Be proactive. Don’t let something you know is an issue for you keep festering until you basically have a meltdown/breakdown at work or the less than three lines perpetually open at Wal-Mart. (Seriously though, if you can explain why they have 20 registers and only ever seem to have 3 open, I’d probably hug you.)
Acknowledge your issues. This is half the battle. Acknowledgement of problems and/or issues not only allows you to find what will help or alleviate them, but relieves a lot of extra work and stress related to burying your head in the sand.
Have a goal or goals. Whether it’s a broad sort of ideal self that you’d like to be, or more goal directed targeting certain unhealthy coping skills, identifying where and who you want to be (realistically) helps your process of getting there. However, a small caveat… don’t get so wrapped up in the ideal, that it becomes another issue to deal with. It should be a framework, not an absolute.
Develop a sense of humor, if you don’t already have one. Because trust me, there will be days that life just sucks and everything seems to go wrong. Learning to laugh and find the humor in things is a life line. Do silly or random things just to desensitize yourself to that part of yourself that always seems to be “on.” Then when you truly do trip or embarrass yourself, it’s a blip on the day’s agenda, rather than an event that totally sends you off course and unable to recover your composure.

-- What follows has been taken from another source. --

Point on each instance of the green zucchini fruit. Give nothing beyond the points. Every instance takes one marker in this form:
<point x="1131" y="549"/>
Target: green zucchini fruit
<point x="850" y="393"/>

Find your coping skills. Know what works to bring you back from the edge. What helps you to refocus and move on. Coping skills are often little things that can make a big difference. Taking a 10-15 minute break to sit outside in the sun while you listen to music. Taking a walk or bike ride. Reading a book. Doing a puzzle or crossword. Taking a bath. Baking or cooking. Spending time with a friend or family. Playing a game. Cleaning. Writing or journaling. Doing artwork or crafts. Deep breathing or progressive body relaxation. Yoga or exercise. You get the idea! As long as it is healthy, adaptive skills, the sky’s the limit.
Don’t live fearfully, live skillfully.